Time courses of subunit exchange between endogenous plasma WT TTR (~ 3.7 μM tetramer) and added dual-FLAG-tagged Cys10Ala TTR (FT₂-C10A TTR; 1 μM tetramer) at the indicated diflunisal concentrations. (A) The x-axis shows time in hours and the y-axis depicts the fraction of exchange calculated from the area under peak 3 in the ion-exchange chromatograms. All timepoints were measured in biological triplicate. (B) The decrease in the plasma TTR subunit exchange rate constant (increase in pharmacological kinetic stabilization) correlates with the increase in plasma diflunisal concentrations.

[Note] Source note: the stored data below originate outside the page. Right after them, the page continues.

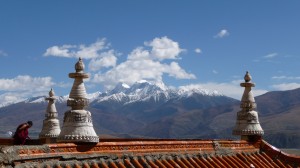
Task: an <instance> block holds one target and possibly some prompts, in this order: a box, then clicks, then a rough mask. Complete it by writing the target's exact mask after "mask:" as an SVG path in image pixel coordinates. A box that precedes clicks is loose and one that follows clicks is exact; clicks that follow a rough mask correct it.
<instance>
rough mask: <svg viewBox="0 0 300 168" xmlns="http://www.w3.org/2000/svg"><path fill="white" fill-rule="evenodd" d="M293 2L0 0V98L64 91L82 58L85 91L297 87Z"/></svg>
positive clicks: (297, 67) (267, 88) (224, 1)
mask: <svg viewBox="0 0 300 168" xmlns="http://www.w3.org/2000/svg"><path fill="white" fill-rule="evenodd" d="M299 7H300V1H296V0H294V1H280V0H274V1H258V0H254V1H238V0H233V1H196V0H191V1H170V0H164V1H158V0H152V1H145V0H139V1H138V0H130V1H117V0H110V1H108V0H106V1H104V0H99V1H93V0H89V1H83V0H77V1H71V0H63V1H61V0H60V1H59V0H53V1H37V0H28V1H15V0H11V1H0V21H1V26H0V59H1V66H2V68H1V69H2V70H1V73H0V101H1V102H9V101H16V100H19V99H21V98H25V97H31V96H38V95H47V94H48V91H49V90H50V88H53V89H54V90H55V92H56V95H67V94H68V93H69V92H70V89H71V86H72V83H73V80H72V79H70V78H68V73H70V72H74V71H75V70H74V64H75V63H76V62H77V60H78V57H82V58H83V60H84V63H85V65H86V69H85V72H87V73H89V74H90V75H91V77H90V79H89V80H87V81H85V84H86V87H87V92H88V93H92V92H95V91H105V90H107V89H110V88H112V87H113V86H114V85H115V84H116V83H118V82H125V83H128V84H132V83H133V82H135V81H137V80H142V79H146V80H149V81H163V82H164V83H165V84H166V85H167V86H172V87H180V86H186V87H201V88H206V89H210V90H219V91H220V92H222V93H224V94H225V95H228V96H231V97H234V98H237V99H240V97H241V94H242V88H240V86H239V83H240V82H241V80H242V79H243V76H244V74H245V72H246V71H249V72H250V73H251V75H252V77H253V82H255V83H256V87H255V88H254V91H255V92H254V94H255V95H260V94H262V93H265V92H266V91H273V90H289V89H295V88H298V87H300V74H299V66H298V65H299V61H300V47H299V44H300V31H299V30H300V19H299V16H300V10H299Z"/></svg>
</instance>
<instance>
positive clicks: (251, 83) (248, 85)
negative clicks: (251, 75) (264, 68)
mask: <svg viewBox="0 0 300 168" xmlns="http://www.w3.org/2000/svg"><path fill="white" fill-rule="evenodd" d="M244 79H245V82H244V83H241V86H242V87H244V88H245V90H244V93H243V96H242V99H241V105H240V107H241V111H239V112H238V113H237V121H236V125H235V127H234V129H233V134H234V135H241V136H242V137H248V136H252V135H258V136H261V135H263V134H264V131H263V129H262V128H261V126H260V123H259V120H258V113H257V112H256V111H255V109H256V103H255V100H254V96H253V93H252V87H254V86H255V84H254V83H252V82H251V80H252V77H251V75H250V73H249V72H248V71H247V72H246V75H245V77H244Z"/></svg>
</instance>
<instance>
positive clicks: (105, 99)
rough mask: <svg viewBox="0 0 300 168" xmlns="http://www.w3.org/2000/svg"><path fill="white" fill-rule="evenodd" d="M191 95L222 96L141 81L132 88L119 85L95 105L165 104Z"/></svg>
mask: <svg viewBox="0 0 300 168" xmlns="http://www.w3.org/2000/svg"><path fill="white" fill-rule="evenodd" d="M193 94H199V95H203V96H223V95H222V94H220V93H219V92H218V91H209V90H205V89H200V88H189V87H182V88H180V89H174V88H168V87H167V86H165V84H164V83H162V82H157V83H151V82H148V81H145V80H142V81H138V82H136V83H134V84H133V85H132V86H129V85H127V84H125V83H119V84H118V85H117V86H116V87H115V88H114V89H112V90H111V91H108V92H106V93H103V94H100V95H99V97H98V98H96V99H95V101H96V102H97V103H101V102H106V101H115V102H118V103H121V104H130V103H135V102H140V101H149V100H153V101H155V102H159V101H163V102H166V101H169V100H170V99H178V98H181V97H189V96H192V95H193Z"/></svg>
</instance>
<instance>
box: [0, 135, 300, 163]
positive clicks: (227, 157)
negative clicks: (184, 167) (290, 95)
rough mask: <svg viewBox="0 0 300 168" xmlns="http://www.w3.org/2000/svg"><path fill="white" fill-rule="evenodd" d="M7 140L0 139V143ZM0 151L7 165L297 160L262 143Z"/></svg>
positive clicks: (62, 148) (33, 149)
mask: <svg viewBox="0 0 300 168" xmlns="http://www.w3.org/2000/svg"><path fill="white" fill-rule="evenodd" d="M5 142H7V143H8V140H6V141H4V140H3V139H2V140H0V144H4V143H5ZM36 142H37V141H36ZM36 142H34V141H32V145H24V146H11V145H6V146H2V147H1V151H0V163H1V164H2V166H7V167H9V166H12V167H66V168H67V167H68V168H71V167H74V168H75V167H76V168H79V167H82V168H83V167H85V168H88V167H95V168H96V167H101V168H102V167H105V168H118V167H121V168H124V167H132V168H135V167H139V168H143V167H151V168H152V167H155V168H158V167H166V168H170V167H186V168H191V167H239V168H240V167H251V166H254V167H299V166H300V157H298V156H292V155H288V154H285V153H283V152H281V151H279V150H278V149H276V148H274V147H273V146H271V145H270V144H268V143H266V142H265V141H263V140H258V141H256V142H252V143H250V142H248V141H243V140H238V141H233V140H166V139H131V140H129V139H106V140H105V139H104V140H100V142H99V143H97V144H74V143H55V144H44V145H34V144H35V143H36Z"/></svg>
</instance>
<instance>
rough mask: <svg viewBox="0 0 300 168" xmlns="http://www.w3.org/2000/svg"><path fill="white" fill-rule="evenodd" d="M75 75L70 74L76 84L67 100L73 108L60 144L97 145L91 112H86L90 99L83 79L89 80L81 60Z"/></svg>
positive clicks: (66, 116)
mask: <svg viewBox="0 0 300 168" xmlns="http://www.w3.org/2000/svg"><path fill="white" fill-rule="evenodd" d="M75 70H76V72H75V73H69V77H70V78H74V83H73V86H72V89H71V92H70V95H69V99H68V100H67V105H68V106H70V107H71V109H70V110H68V111H66V112H65V115H64V120H63V127H62V131H61V133H60V135H59V137H58V141H59V142H74V143H77V142H80V143H85V142H87V143H97V142H99V137H98V136H97V134H96V132H95V130H94V127H93V123H92V116H91V112H89V111H87V110H85V107H87V106H88V99H87V94H86V90H85V86H84V83H83V79H85V78H89V75H88V74H87V73H84V63H83V61H82V59H81V58H79V60H78V62H77V63H76V64H75Z"/></svg>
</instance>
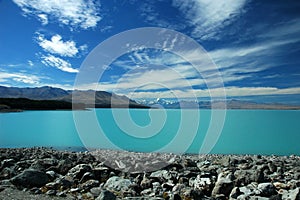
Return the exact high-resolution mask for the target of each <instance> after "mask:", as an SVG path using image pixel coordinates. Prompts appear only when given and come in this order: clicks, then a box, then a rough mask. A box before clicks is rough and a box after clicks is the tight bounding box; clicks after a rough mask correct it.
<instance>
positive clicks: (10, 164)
mask: <svg viewBox="0 0 300 200" xmlns="http://www.w3.org/2000/svg"><path fill="white" fill-rule="evenodd" d="M14 164H15V160H14V159H12V158H9V159H4V160H2V162H1V165H0V170H1V169H3V168H6V167H11V166H13V165H14Z"/></svg>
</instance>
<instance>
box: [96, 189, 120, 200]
mask: <svg viewBox="0 0 300 200" xmlns="http://www.w3.org/2000/svg"><path fill="white" fill-rule="evenodd" d="M116 199H117V197H116V195H114V193H112V192H110V191H108V190H103V191H101V193H100V195H99V196H98V197H97V198H96V200H116Z"/></svg>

Fitting the data obtained herein from the subunit exchange between WT TTR in plasma and FT₂-C10A TTR added to a final concentration of 1 μM in the presence of 100, 200, 300 and 400 μM final diflunisal plasma concentrations (data summarized in Figure 2) (13), allows us to more accurately model TTR subunit exchange at pharmacologically relevant diflunisal concentrations. Given the K_D1 = 75 nM and K_D2 = 1.1 μM TTR•diflunisal dissociation equilibrium constants, we find that the best fit value of K_{D, Alb} is 1.4 ± 0.1 μM. This value was determined using a previously published method which can be found in the Supplemental Materials section of Nelson et al (13). Thus, by using a pharmacologically relevant range of diflunisal concentrations, our K_{D,Alb /} K_D1 becomes 18.7, similar to the value 16 we calculated with the 1 – 30 μM diflunisal concentration range (13). Based on this value of K_D,Alb and the known K_D1 and K_D2 for diflunisal dissociation from TTR, we calculate that dissociation of TTR can be limited to 10% of its normal rate at a diflunisal concentration of 172 μM (188 μM was the value extracted from the 1 – 30 μM diflunisal subunit exchange data (13)). For comparison, 10% of the normal subunit exchange rate is achieved with 12.0 μM tafamidis and 5.7 μM AG10 plasma concentrations. Dissociation of WT TTR can be limited to 5% of its normal rate at diflunisal, tafamidis and AG10 concentrations of 250 μM, 20.7 μM, and 8.5 μM, respectively.

Discussion and Conclusion

These data and prior data (13) demonstrate that any desired level of TTR stabilization can be attained in human plasma by adjusting the kinetic stabilizer oral dose, which determines the kinetic stabilizer plasma concentration, safety attributes permitting. Collectively, our results herein and previously reported (13) clearly demonstrate that oral dosing of 500 mg diflunisal / day, 61 mg tafamidis / day, and 1600 mg of AG10 / day achieves comparable WT TTR kinetic stabilization, i.e., these daily doses limit the dissociation of WT TTR to 5% of its normal rate at diflunisal, tafamidis and AG10 plasma concentrations of 250 μM, 20.7 μM, and 8.5 μM, respectively (13). Owing to this, differences in safety, pharmacokinetics, adsorption, metabolism, tissue distribution, and tissue pharmacodynamics become important characteristics to consider when deciding which kinetic stabilizer to use. As the diflunisal dose used for TTR kinetic stabilization is below doses typically required to treat arthritis, diflunisal has proven to be remarkably well tolerated in patients with ATTR amyloid polyneuropathy (16, 21, 25). Nonetheless, potential NSAID-related decreases in renal blood flow and increased gastrointestinal bleeding risk warrant monitoring. While it remains unclear what minimal reduction in tetramer dissociation rate correlates with a maximum clinical response, published literature is starting to provide some guidance (16, 17, 21, 26–28). We previously found that the average tafamidis concentration in patients with TTR polyneuropathy dosed with the Vyndaqel 20 mg once daily formulation of tafamidis was 8.2 μM, and that this concentration was sufficient to achieve a clinical response in about two-thirds of these patients (12). This concentration of tafamidis would suppress the WT TTR dissociation rate to about 16% of normal (less dissociation rate suppression would be observed in heterozygous polyneuropathy patients having predominantly heterotetramers in solution that bind the kinetic stabilizers less well, e.g., V30M heterozygotes; this would almost certainly be the case for diflunisal as well). Suppressing the WT TTR dissociation rate to about 16% of normal can be achieved at a plasma diflunisal concentration of 124 μM, which is achieved in the vast majority of the patients evaluated in this study.